在带状疱疹后神经痛(PHN)期间,脑脊液(CSF)具有触发神经胶质激活和炎症的能力,但其成分的具体变化尚不清楚。我们最近的研究发现,中枢骨形态发生蛋白 4(BMP4)在神经病理性疼痛(NP)期间升高,作为神经胶质细胞的独立调节剂。本研究旨在检测 PHN 过程中 CSF-BMP4 表达及其在神经胶质调节中的作用。
收集 PHN 患者和无痛个体(对照组)的 CSF 样本,以评估 BMP4 及其拮抗剂 Noggin 的水平。此外,将两种 CSF 类型鞘内给药至正常大鼠,以评估对疼痛行为、神经胶质活性和炎症的影响;此外,还使用 Noggin 和 STAT3 拮抗剂 Stattic 治疗 PHN-CSF 或外源性 BMP4 刺激的培养星形胶质细胞,以探索下游信号。最后,在 PHN-CSF 干预之前进行小胶质细胞耗竭,以阐明小胶质细胞-星形胶质细胞串扰。

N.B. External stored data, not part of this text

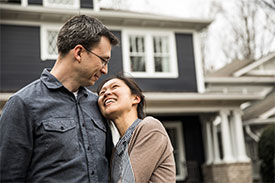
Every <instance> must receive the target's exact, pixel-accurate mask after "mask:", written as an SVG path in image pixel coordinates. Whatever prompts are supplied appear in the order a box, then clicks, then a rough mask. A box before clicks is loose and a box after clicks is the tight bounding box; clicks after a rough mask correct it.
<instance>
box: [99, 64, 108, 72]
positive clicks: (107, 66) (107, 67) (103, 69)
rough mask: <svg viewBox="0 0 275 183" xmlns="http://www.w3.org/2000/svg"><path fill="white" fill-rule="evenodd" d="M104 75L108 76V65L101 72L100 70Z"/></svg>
mask: <svg viewBox="0 0 275 183" xmlns="http://www.w3.org/2000/svg"><path fill="white" fill-rule="evenodd" d="M100 71H101V72H102V73H103V74H108V64H106V65H104V66H103V67H102V68H101V70H100Z"/></svg>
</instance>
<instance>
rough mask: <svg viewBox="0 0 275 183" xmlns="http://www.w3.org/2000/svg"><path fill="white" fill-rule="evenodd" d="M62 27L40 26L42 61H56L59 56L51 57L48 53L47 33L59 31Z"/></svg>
mask: <svg viewBox="0 0 275 183" xmlns="http://www.w3.org/2000/svg"><path fill="white" fill-rule="evenodd" d="M61 26H62V25H53V24H50V25H45V24H43V25H41V26H40V53H41V54H40V55H41V60H42V61H45V60H56V59H57V57H58V55H50V54H49V53H48V46H49V45H48V40H47V38H48V36H47V31H48V30H52V31H57V32H58V31H59V29H60V28H61Z"/></svg>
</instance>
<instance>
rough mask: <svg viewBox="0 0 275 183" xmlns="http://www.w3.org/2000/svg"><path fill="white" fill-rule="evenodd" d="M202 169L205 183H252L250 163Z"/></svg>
mask: <svg viewBox="0 0 275 183" xmlns="http://www.w3.org/2000/svg"><path fill="white" fill-rule="evenodd" d="M202 169H203V177H204V182H205V183H252V165H251V163H250V162H248V163H220V164H215V165H203V167H202Z"/></svg>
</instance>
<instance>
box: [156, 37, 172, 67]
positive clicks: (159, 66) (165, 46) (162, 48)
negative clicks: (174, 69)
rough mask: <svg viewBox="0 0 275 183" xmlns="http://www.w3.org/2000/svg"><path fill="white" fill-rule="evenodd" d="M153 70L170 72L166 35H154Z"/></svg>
mask: <svg viewBox="0 0 275 183" xmlns="http://www.w3.org/2000/svg"><path fill="white" fill-rule="evenodd" d="M153 44H154V61H155V63H154V64H155V72H170V67H171V66H170V58H169V49H168V47H169V46H168V37H167V36H154V37H153Z"/></svg>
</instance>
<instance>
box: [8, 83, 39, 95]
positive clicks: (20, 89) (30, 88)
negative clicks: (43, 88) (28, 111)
mask: <svg viewBox="0 0 275 183" xmlns="http://www.w3.org/2000/svg"><path fill="white" fill-rule="evenodd" d="M40 91H41V80H40V79H37V80H35V81H33V82H31V83H29V84H28V85H26V86H24V87H23V88H21V89H20V90H18V91H17V92H16V93H14V94H13V95H12V97H13V96H18V97H20V98H22V99H25V98H29V97H34V96H35V95H34V93H38V92H40Z"/></svg>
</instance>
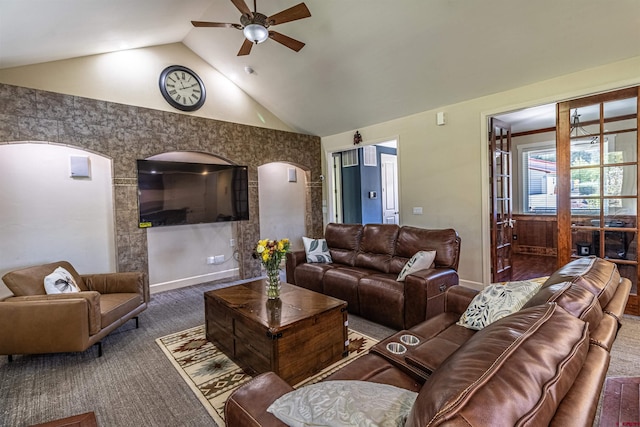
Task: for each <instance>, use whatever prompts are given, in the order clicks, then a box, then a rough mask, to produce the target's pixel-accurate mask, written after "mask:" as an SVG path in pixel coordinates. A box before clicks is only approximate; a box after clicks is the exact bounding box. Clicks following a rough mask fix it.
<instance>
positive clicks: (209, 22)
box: [191, 21, 242, 30]
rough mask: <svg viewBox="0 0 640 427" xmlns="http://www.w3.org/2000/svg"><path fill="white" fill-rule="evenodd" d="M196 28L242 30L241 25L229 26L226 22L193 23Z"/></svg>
mask: <svg viewBox="0 0 640 427" xmlns="http://www.w3.org/2000/svg"><path fill="white" fill-rule="evenodd" d="M191 23H192V24H193V26H194V27H217V28H236V29H238V30H241V29H242V25H240V24H228V23H226V22H206V21H191Z"/></svg>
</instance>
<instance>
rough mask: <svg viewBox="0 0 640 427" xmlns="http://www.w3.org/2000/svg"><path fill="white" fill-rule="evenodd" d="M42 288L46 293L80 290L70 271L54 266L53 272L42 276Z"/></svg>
mask: <svg viewBox="0 0 640 427" xmlns="http://www.w3.org/2000/svg"><path fill="white" fill-rule="evenodd" d="M44 290H45V292H46V293H47V294H66V293H70V292H80V288H79V287H78V285H77V284H76V281H75V280H74V279H73V276H72V275H71V273H69V272H68V271H67V270H66V269H64V268H62V267H58V268H56V269H55V270H53V273H51V274H49V275H48V276H46V277H45V278H44Z"/></svg>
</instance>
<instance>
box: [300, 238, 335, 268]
mask: <svg viewBox="0 0 640 427" xmlns="http://www.w3.org/2000/svg"><path fill="white" fill-rule="evenodd" d="M302 242H303V243H304V251H305V253H306V254H307V262H333V260H332V259H331V254H330V253H329V246H327V241H326V240H325V239H312V238H310V237H303V238H302Z"/></svg>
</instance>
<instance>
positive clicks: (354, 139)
mask: <svg viewBox="0 0 640 427" xmlns="http://www.w3.org/2000/svg"><path fill="white" fill-rule="evenodd" d="M361 142H362V135H360V132H358V131H356V133H354V134H353V145H358V144H360V143H361Z"/></svg>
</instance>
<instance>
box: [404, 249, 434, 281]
mask: <svg viewBox="0 0 640 427" xmlns="http://www.w3.org/2000/svg"><path fill="white" fill-rule="evenodd" d="M435 259H436V251H420V252H418V253H416V254H415V255H414V256H412V257H411V259H410V260H409V261H407V263H406V264H405V265H404V267H402V271H401V272H400V274H398V278H397V279H396V280H397V281H398V282H404V278H405V277H407V276H408V275H409V274H411V273H413V272H414V271H419V270H424V269H425V268H429V267H431V265H432V264H433V260H435Z"/></svg>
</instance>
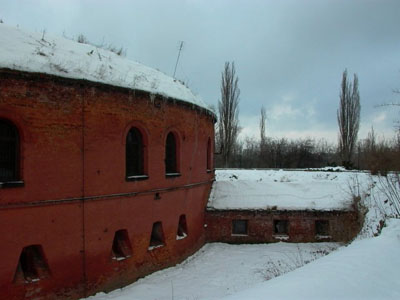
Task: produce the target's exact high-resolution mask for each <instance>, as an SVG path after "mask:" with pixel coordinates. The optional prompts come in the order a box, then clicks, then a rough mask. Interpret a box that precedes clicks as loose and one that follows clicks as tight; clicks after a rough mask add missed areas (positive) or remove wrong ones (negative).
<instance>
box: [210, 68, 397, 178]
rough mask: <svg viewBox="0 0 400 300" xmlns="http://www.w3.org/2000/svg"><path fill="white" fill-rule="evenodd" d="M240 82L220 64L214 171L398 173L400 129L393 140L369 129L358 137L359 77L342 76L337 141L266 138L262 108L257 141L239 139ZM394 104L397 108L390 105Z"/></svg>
mask: <svg viewBox="0 0 400 300" xmlns="http://www.w3.org/2000/svg"><path fill="white" fill-rule="evenodd" d="M238 82H239V78H238V76H237V75H236V69H235V64H234V63H233V62H232V63H230V62H227V63H225V66H224V70H223V72H222V75H221V99H220V101H219V103H218V123H217V130H216V149H217V155H216V156H215V157H216V158H215V163H216V167H223V168H226V167H230V168H320V167H326V166H332V167H335V166H344V167H346V168H347V169H363V170H371V172H373V173H378V172H381V173H383V174H385V173H387V172H388V171H391V170H400V129H399V130H398V131H397V137H396V138H394V139H390V140H389V139H378V138H377V137H376V134H375V132H374V129H373V128H371V130H370V132H369V134H368V136H367V138H365V139H361V140H359V139H358V131H359V124H360V111H361V105H360V95H359V91H358V77H357V75H356V74H354V76H353V80H349V79H348V75H347V70H345V71H344V72H343V74H342V82H341V86H340V98H339V107H338V110H337V121H338V128H339V129H338V136H339V138H338V143H337V145H335V144H334V143H329V142H328V141H326V140H325V139H318V140H317V139H313V138H298V139H287V138H271V137H267V135H266V120H267V115H266V110H265V107H264V106H262V107H261V109H260V123H259V129H260V138H259V139H255V138H250V137H245V138H244V139H243V140H238V134H239V131H240V128H239V119H238V109H239V96H240V89H239V84H238ZM391 105H398V104H391Z"/></svg>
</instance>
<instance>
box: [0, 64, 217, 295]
mask: <svg viewBox="0 0 400 300" xmlns="http://www.w3.org/2000/svg"><path fill="white" fill-rule="evenodd" d="M0 119H6V120H9V121H11V122H12V123H13V124H14V125H15V126H16V127H17V128H18V131H19V138H20V152H21V153H20V167H19V168H20V173H21V176H20V177H21V180H22V181H23V184H21V183H20V184H18V186H15V187H6V186H5V185H3V186H1V187H0V236H1V237H2V246H1V247H0V256H1V257H2V259H1V267H0V295H2V296H1V297H2V298H4V299H23V298H24V299H77V298H80V297H84V296H87V295H91V294H94V293H95V292H98V291H104V290H105V291H108V290H111V289H114V288H117V287H121V286H123V285H126V284H128V283H130V282H132V281H134V280H136V279H137V278H138V277H141V276H144V275H146V274H148V273H150V272H152V271H155V270H158V269H160V268H163V267H166V266H169V265H173V264H175V263H177V262H180V261H181V260H183V259H184V258H185V257H187V256H188V255H190V254H192V253H193V252H195V251H196V250H197V249H198V248H199V247H201V246H202V245H203V244H204V242H205V234H204V228H203V224H204V218H205V215H204V214H205V206H206V202H207V199H208V195H209V191H210V187H211V182H212V180H213V178H214V174H213V172H207V170H206V169H207V142H208V139H209V138H211V141H213V140H214V121H215V120H214V117H213V116H212V115H211V114H210V113H209V111H207V110H204V109H201V108H199V107H196V106H193V105H192V104H187V103H183V102H180V101H172V100H170V99H168V100H167V99H162V98H159V97H154V96H150V95H149V94H147V93H144V92H140V91H133V90H128V89H123V88H116V87H112V86H106V85H101V84H96V83H92V82H87V81H80V80H71V79H63V78H59V77H54V76H49V75H43V74H32V73H23V72H15V71H11V70H4V69H3V70H0ZM131 127H136V128H138V129H139V130H140V131H141V132H142V134H143V140H144V145H145V153H146V155H145V161H144V164H145V172H146V174H147V175H148V176H149V178H148V179H146V180H136V181H127V180H126V179H125V141H126V135H127V133H128V131H129V130H130V128H131ZM171 131H172V132H174V134H175V136H176V137H177V145H178V153H179V155H178V167H179V172H180V174H181V176H177V177H170V178H167V177H166V176H165V164H164V156H165V140H166V136H167V134H168V133H169V132H171ZM211 150H212V151H211V152H210V155H211V161H212V153H213V144H212V147H211ZM182 214H183V215H185V217H186V226H187V236H186V237H185V238H183V239H177V229H178V223H179V218H180V216H181V215H182ZM155 222H162V228H163V233H164V238H165V240H164V243H165V246H163V247H159V248H155V249H153V250H149V243H150V236H151V232H152V228H153V224H154V223H155ZM119 230H123V231H124V232H125V233H124V234H126V235H127V237H128V239H129V242H130V247H131V255H130V256H129V257H126V258H125V259H115V257H113V254H112V246H113V241H114V237H115V234H116V232H117V231H119ZM28 246H33V248H34V250H35V251H39V252H41V254H42V258H43V259H44V261H41V262H40V263H39V264H37V265H36V268H37V269H38V270H36V271H37V272H39V273H40V274H42V273H43V274H44V275H43V276H42V275H40V274H39V275H38V277H40V279H39V280H32V281H29V280H28V281H27V280H26V279H24V277H23V276H22V275H21V274H22V273H21V266H20V265H21V259H20V257H21V251H22V249H24V247H28ZM33 252H34V251H33ZM26 255H28V254H26ZM23 264H24V263H23ZM18 266H19V267H18ZM24 268H27V267H26V266H25V267H24ZM42 269H44V271H43V270H42ZM42 271H43V272H42Z"/></svg>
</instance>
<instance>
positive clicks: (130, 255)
mask: <svg viewBox="0 0 400 300" xmlns="http://www.w3.org/2000/svg"><path fill="white" fill-rule="evenodd" d="M112 256H113V258H114V259H116V260H123V259H125V258H128V257H131V256H132V247H131V243H130V241H129V236H128V231H126V229H121V230H118V231H116V232H115V235H114V240H113V245H112Z"/></svg>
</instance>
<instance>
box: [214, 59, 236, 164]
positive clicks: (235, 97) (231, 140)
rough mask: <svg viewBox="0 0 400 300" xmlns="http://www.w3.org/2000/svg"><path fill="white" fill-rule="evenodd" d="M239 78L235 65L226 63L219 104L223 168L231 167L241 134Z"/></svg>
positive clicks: (222, 77)
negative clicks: (240, 132) (231, 160)
mask: <svg viewBox="0 0 400 300" xmlns="http://www.w3.org/2000/svg"><path fill="white" fill-rule="evenodd" d="M238 81H239V78H238V77H237V76H236V70H235V63H234V62H232V64H231V63H229V62H226V63H225V67H224V71H223V72H222V76H221V100H220V101H219V102H218V111H219V124H218V134H219V140H220V144H221V152H222V153H221V154H222V160H223V166H224V167H229V162H230V158H231V155H232V151H233V148H234V146H235V143H236V139H237V136H238V133H239V119H238V113H239V107H238V104H239V95H240V89H239V86H238Z"/></svg>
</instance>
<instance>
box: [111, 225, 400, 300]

PHN-CSF 中的 BMP4 水平明显高于对照组(P<0.001),与疼痛持续时间呈正相关(P<0.05,r=0.502)。与对照组 CSF 产生中度爪回缩阈值(PWT)下降和小胶质细胞激活相比,PHN-CSF 进一步加重了痛觉过敏,并引发了小胶质细胞和星形胶质细胞的激活(P<0.05)。此外,PHN-CSF 而不是对照组 CSF 引起小胶质细胞增殖和促炎转化,增强铁储存,并通过 SMAD159 和 STAT3 信号激活星形胶质细胞,这些都可以通过 Noggin 应用得到缓解(P<0.05)。接下来,Noggin 和 Stattic 有效减弱了 BMP4 诱导的 GFAP 和 IL-6 上调,以及培养的星形胶质细胞中 SMAD159 和 STAT3 磷酸化(P<0.05)。最后,小胶质细胞耗竭减少了 PHN-CSF 诱导的星形胶质细胞增生、炎症和内源性 BMP4 表达(P<0.05)。
我们的研究强调了 CSF-BMP4 升高在 PHN 期间神经胶质激活和痛觉过敏中的作用,提示未来可能有治疗途径。